1. Field of the Invention
The present invention relates to an illumination optical system suitable for manufacturing a semiconductor and an exposure apparatus including the same system.
2. Related Background Art
A reduction projection type exposure apparatus has hitherto been employed for manufacturing a semiconductor element such as LSI (large scale integrated circuits) and VLSI (very large scale integrated circuits) consisting of hyperfine patterns. A good deal of endeavors have continued for transferring much hyperfiner patterns. An attempt to increment a numerical aperture (hereinafter abbreviated to NA) of a projection optical system has been made with a reduction in wavelength of exposure light in order to correspond to the pattern micronization described above. There has been actualized a projection optical system exhibiting NA=0.5 or above.
Then, optimization of an illuminating condition is of much importance for the actual projection exposure wherein the projection optical system having such a large numerical aperture NA is used. Under such circumstances, for instance, Japanese Patent Laid-Open Application No. 59-155843 proposes such an arrangement that an NA ratio between two optical systems is controlled to obtain a proper balance between resolution and contrast With respect to a predetermined pattern, and this involves controlling a so-called .sigma.-value corresponding to the ratio of NA of an illumination optical system to NA of the projection optical system.
According to the apparatus proposed therein, a variable aperture stop having a variable opening is disposed in an exit position of a fly eye lens in which a secondary illuminant (light source) image is formed in the illumination optical system. A size of the illuminant image is controlled by changing a size of the opening of this variable aperture stop. Namely, the .sigma.-value corresponds to a ratio of size of the illuminant image, formed on the pupil of the projection optical system, of the illumination optical system to a size of the pupil of the projection optical system. Therefore, NA of the illumination optical system is substantially changed by making the illuminant image size variable with a variation in terms of light shielding degree of the actually formed illuminant image. The illuminating condition, i.e., the .sigma.-value is thereby optimized to set the resolution and the contrast with respect to the predetermined pattern in an optimum state in accordance with a degree of micronization of the pattern undergoing the projection exposure.
Generally, a higher illuminance on an irradiated surface (mask or reticle) is demanded to improve the throughput when effecting exposure-printing of the hyperfine pattern in this type of illumination optical apparatus.
In the conventional apparatus mentioned above, however, a size of the opening of the variable aperture stop is reduced to optimize the .sigma.-value as the illuminating condition under which the resolution and the contrast with respect to the predetermined pattern are in the optimum state in accordance with the degree of the micronization of the pattern subjected to the projection exposure. In this case, a loss in light quantity augments because of a peripheral portion of the secondary illuminant image being shielded from the light by the variable aperture stop.

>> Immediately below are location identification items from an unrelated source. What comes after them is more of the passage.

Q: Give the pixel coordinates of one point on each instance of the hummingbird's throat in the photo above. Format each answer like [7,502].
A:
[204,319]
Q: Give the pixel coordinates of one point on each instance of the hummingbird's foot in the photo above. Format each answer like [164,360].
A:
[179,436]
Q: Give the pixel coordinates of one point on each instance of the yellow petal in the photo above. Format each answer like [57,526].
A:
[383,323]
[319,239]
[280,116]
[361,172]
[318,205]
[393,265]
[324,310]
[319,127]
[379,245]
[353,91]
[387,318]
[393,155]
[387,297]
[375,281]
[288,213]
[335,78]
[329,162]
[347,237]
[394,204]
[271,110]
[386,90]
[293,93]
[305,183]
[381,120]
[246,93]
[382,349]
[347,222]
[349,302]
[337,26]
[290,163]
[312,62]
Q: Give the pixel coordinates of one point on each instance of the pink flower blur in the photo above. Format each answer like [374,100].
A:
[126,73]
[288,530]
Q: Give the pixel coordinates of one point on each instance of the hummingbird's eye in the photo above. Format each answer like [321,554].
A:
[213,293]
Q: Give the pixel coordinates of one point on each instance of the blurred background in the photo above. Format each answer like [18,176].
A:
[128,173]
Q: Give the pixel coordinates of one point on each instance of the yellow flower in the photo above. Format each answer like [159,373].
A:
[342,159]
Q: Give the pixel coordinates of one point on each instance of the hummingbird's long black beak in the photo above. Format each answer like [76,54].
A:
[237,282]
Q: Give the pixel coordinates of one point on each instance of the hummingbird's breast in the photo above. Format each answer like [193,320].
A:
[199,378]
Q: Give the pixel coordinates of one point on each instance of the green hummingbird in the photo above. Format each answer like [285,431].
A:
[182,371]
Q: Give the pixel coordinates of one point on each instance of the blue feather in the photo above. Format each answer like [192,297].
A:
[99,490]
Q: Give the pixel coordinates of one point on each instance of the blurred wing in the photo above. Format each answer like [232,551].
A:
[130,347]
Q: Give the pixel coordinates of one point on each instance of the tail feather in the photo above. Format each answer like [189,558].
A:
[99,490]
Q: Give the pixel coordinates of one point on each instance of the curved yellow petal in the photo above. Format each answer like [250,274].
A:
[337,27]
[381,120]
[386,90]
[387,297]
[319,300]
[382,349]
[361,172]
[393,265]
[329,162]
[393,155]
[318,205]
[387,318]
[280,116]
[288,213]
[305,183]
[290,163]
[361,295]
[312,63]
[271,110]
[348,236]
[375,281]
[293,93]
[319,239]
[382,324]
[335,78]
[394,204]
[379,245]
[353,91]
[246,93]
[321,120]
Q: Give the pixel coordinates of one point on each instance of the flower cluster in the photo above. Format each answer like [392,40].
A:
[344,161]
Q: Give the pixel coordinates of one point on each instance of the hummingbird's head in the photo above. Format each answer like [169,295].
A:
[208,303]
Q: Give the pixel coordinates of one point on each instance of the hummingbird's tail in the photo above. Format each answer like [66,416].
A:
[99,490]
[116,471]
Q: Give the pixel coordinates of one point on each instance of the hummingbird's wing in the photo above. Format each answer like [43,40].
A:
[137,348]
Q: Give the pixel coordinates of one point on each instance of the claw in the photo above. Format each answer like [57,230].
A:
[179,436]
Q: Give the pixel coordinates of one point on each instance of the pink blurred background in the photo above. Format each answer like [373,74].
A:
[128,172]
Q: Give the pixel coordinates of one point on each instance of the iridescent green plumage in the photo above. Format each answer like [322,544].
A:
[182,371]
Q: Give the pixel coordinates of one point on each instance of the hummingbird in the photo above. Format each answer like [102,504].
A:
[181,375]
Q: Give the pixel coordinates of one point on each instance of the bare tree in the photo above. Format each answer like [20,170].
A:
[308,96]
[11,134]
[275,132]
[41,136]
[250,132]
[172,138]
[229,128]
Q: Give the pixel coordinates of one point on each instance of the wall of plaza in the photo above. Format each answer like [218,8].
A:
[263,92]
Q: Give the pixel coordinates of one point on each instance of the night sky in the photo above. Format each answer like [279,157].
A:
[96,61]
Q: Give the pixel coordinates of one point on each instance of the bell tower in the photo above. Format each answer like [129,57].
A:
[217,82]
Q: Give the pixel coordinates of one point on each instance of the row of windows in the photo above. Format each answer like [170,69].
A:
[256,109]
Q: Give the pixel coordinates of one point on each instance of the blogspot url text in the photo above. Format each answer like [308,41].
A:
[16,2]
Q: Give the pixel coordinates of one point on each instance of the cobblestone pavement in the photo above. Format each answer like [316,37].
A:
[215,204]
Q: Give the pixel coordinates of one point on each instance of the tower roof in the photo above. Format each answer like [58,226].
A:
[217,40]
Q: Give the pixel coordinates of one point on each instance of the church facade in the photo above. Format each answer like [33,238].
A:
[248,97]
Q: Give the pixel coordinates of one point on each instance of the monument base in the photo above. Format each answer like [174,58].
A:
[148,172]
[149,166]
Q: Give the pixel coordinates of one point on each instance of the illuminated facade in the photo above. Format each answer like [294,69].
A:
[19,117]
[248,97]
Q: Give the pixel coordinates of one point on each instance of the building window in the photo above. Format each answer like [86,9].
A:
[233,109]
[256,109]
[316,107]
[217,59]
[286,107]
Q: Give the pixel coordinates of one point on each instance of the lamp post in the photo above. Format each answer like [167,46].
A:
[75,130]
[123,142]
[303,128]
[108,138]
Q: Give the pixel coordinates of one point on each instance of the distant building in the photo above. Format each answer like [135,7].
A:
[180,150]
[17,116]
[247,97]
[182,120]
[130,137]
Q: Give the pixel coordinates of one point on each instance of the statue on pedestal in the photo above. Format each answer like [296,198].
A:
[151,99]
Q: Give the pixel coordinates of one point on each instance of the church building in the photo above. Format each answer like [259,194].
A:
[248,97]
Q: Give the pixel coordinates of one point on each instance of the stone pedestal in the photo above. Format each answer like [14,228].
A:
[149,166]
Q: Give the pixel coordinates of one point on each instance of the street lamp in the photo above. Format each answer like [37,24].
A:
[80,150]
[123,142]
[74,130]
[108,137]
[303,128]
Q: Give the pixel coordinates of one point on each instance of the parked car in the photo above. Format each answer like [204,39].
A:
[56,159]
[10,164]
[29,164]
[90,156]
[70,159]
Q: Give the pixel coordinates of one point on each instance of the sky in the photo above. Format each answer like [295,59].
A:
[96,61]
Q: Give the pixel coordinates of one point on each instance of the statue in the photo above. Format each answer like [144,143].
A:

More specifically, when the .sigma.-value is maximized (the aperture of the variable aperture stop is maximized), the maximum illuminance on the irradiated surface (mask or reticle) is obtained. Nevertheless, there exists a critical defect in which the throughput inevitably decreases due to a decline of the illuminance on the irradiated surface when smaller than that value (the aperture of the variable aperture stop is reduced).